Exempt accommodation is not a topic that other news outlets are exactly queuing up to report on. It is a type of housing which is exclusively offered to vulnerable people who have specific needs (addiction, say, or mental health issues). The word “exempt” in the phrase refers to the fact that tenants of this type of housing are exempt from a normal cap on benefits — hence the immense sums of taxpayers’ money that the companies or charities who run the housing can receive on their behalf. The word “supported” refers to the intense, personalised care these companies are supposed to be offering in return. The sad reality is that some of the organisations behind this type of housing appear to be trying to generate maximum profits by offering bare-bones care in exchange for dizzying sums of money.
If any of this sounds familiar, it’s probably because you read Abi’s blockbuster four-part series into the Big Help Project, published earlier this year. In her investigations, she uncovered that the charity (and companies connected to it) had left tenants across the region living in dire conditions, and its ex-CEO, former Liverpool councillor Peter Mitchell, had transferred over £5 million pounds of charity money into private companies he owned. Her series explored how organisations like this can exploit the country’s current housing crisis at the expense of some of the most vulnerable.
Exempt accommodation is full of the sort of granular detail that has the average reader’s eyes misting over in record time (think: financial wheeling and dealings, byzantine webs of for-profit and non-profit organisations). It’s a struggle to report on something like this in a way that readers respond to. So to get this kind of recognition, especially as a small company competing against the likes of the BBC, was really incredible. The judges described our “brilliant forensic reporting drawing threads together from three cities to create a powerful expose of exploitation and corruption”.
But as our investigations showed: money matters. Where it comes from, where it’s going, and why. It was our colleagues’ dogged hard work and determination that got them this recognition, absolutely. But who pays their wages? You do.
Without paying readers, there isn’t any of this. There isn’t any explanation of something that feels incredibly foggy and borderline impossible to make sense of on your own (we did a lot of consulting with financial experts). Without paying readers, there’s no pressure on local authorities to find a better way of organising exempt accommodation.
We’re walking a weird tightrope with our business model. Ideally, we’d reach everyone by having no paywall at all — but as you’ll see from other local papers, making your work entirely free but relying on advertising revenue can mean the reader is forced to navigate an almost unreadable website, with skinny little articles flanked by ads at every click. The paywall means we make the money we need to pay our writers and editors.

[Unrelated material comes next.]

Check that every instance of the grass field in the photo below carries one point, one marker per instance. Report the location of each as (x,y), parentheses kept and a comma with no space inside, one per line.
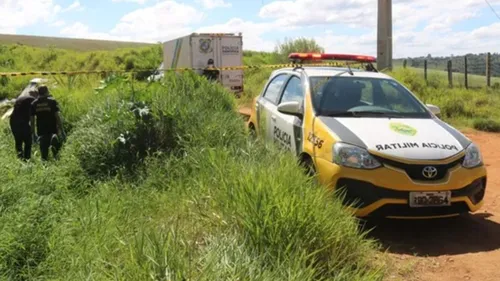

The numbers don’t entirely make sense. As of the time of writing, we have just over 30,000 total subscribers. It’s a fantastic figure, and one we’re proud of. A number that makes us feel a little less steady is that of our paying subscribers — just over 1,700. Without them, The Post would no longer be able to keep publishing. In order to provide the sort of journalism that wins awards and, more importantly, holds power to account, we need that list to keep growing.
Now, if you cannot afford to pay for our service, that’s completely understandable, and we’re glad you’re here. It is important to us to be accessible — so thank you for reading our work, and please go about your business. But if you are someone who values our journalism and is sufficiently financially buoyant to pay £7 a month for their news but is not yet paying for it, we’d urge you to consider doing so. It isn’t cheap to run a high-quality paper and frankly, if people don’t pay for it, then it won’t be around forever.
This year, we have broken some amazing stories (if we say so ourselves). We unveiled the surprise resignation of Labour Party heavyweight Liam Didsbury, tracked down a scam artist in the Baltic Triangle and exposed a scandal within the prestigious Blue Coat School. These are the types of stories — we think — that you just don’t get much of in local journalism anymore.
The reason this type of reporting is so rare these days isn’t rocket science. Frankly, it’s hard to make it pay. We’re trying to find a way to do that — and we’re getting there. It would be great to have you on board.
Thanks for reading,
Team Post
I for one am extremely grateful for The Post's existence. Very happy to pay my annual subscription. I just hope more will help to pick up the tab!!!
Just keep on doing what you are doing. An honest newspaper in a dishonest world!